Rivales, inséparables, Vienne et Berlin

Beaucoup d’idées et de talents naissaient à Vienne, mais c’est à Berlin qu’ils s’épanouissaient. Un nouveau livre explore l’effervescence intellectuelle et artistique des deux capitales entre la fin du XIXe siècle et les années antérieures au nazisme.


Vue de la Potsdamer Platz, à Berlin, aux alentours de 1930. © CC2.0, Sludge G

De la fin du XIXe siècle au début des années 1930, deux villes au cœur de l’Europe furent à la pointe de la modernité : à Vienne et à Berlin, la physique nouvelle, la logique mathématique, la psychanalyse, l’art nouveau puis l’art déco, l’école du Bauhaus en architecture, l’expressionisme en peinture et au cinéma, la musique post-wagnérienne, puis sérielle, fleurirent, tandis qu’apparaissaient des formes inédites et inventives de théâtre, de littérature, de spectacle, de journalisme critique et de satire politique.

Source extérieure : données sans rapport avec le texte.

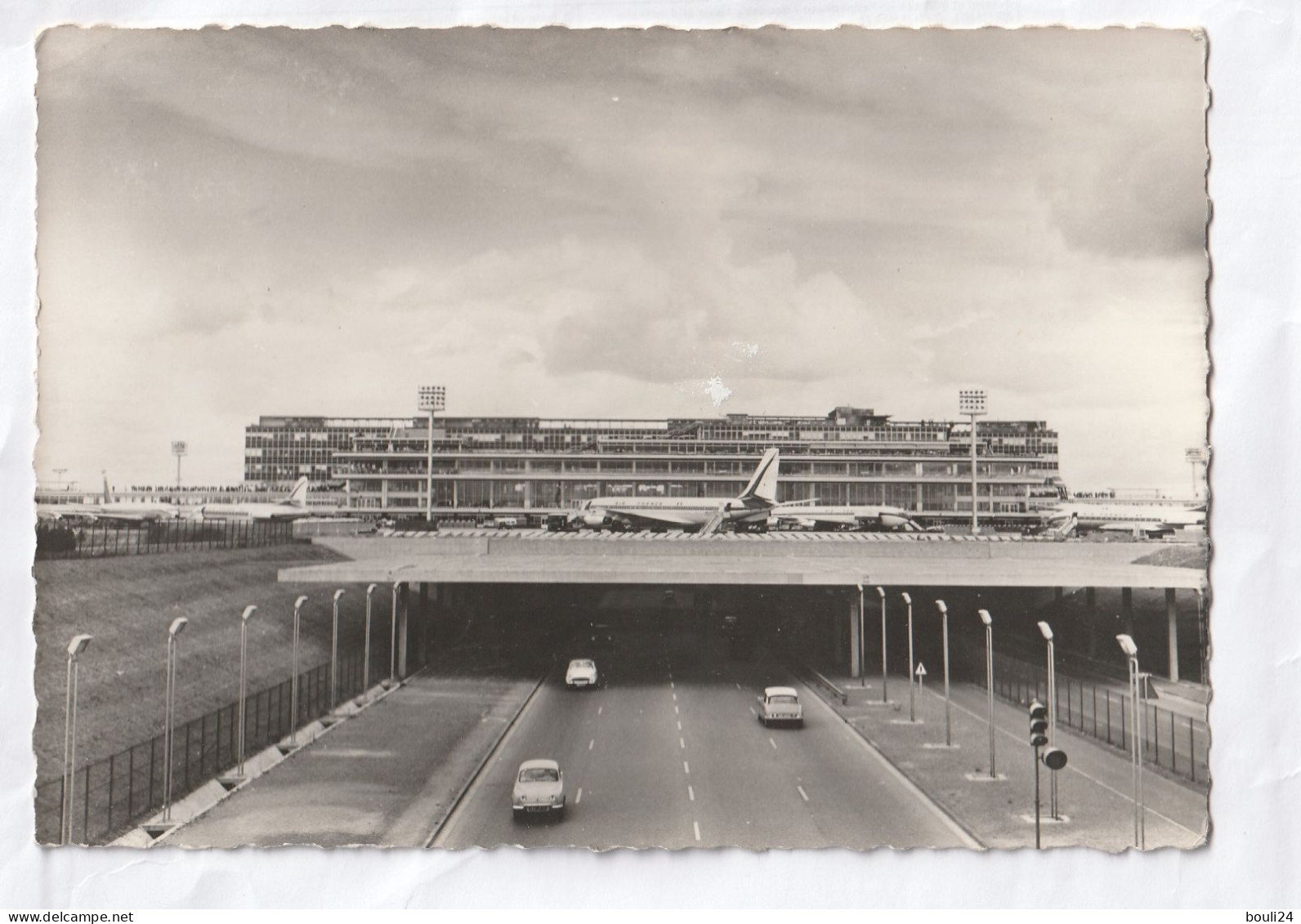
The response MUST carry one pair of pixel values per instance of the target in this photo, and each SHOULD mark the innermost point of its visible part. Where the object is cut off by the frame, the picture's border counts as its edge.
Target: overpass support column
(404, 627)
(1173, 632)
(855, 641)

Cette effervescence intellectuelle et artistique et l’étonnante concentration de talents dans les deux capitales n’ont cessé de fasciner et sont célébrées dans de nombreux livres. Aux classiques Vienne fin de siècle de Carl E. Schorske et L’Esprit Viennois de William M. Johnston est venu récemment s’ajouter Vienna. How the City of Ideas Created the Modern World, de Richard Cockett. Berlin n’est pas en reste avec, notamment, le remarquable Before the Deluge: A Portrait of Berlin in the 1920’s d’Otto Friedrich. 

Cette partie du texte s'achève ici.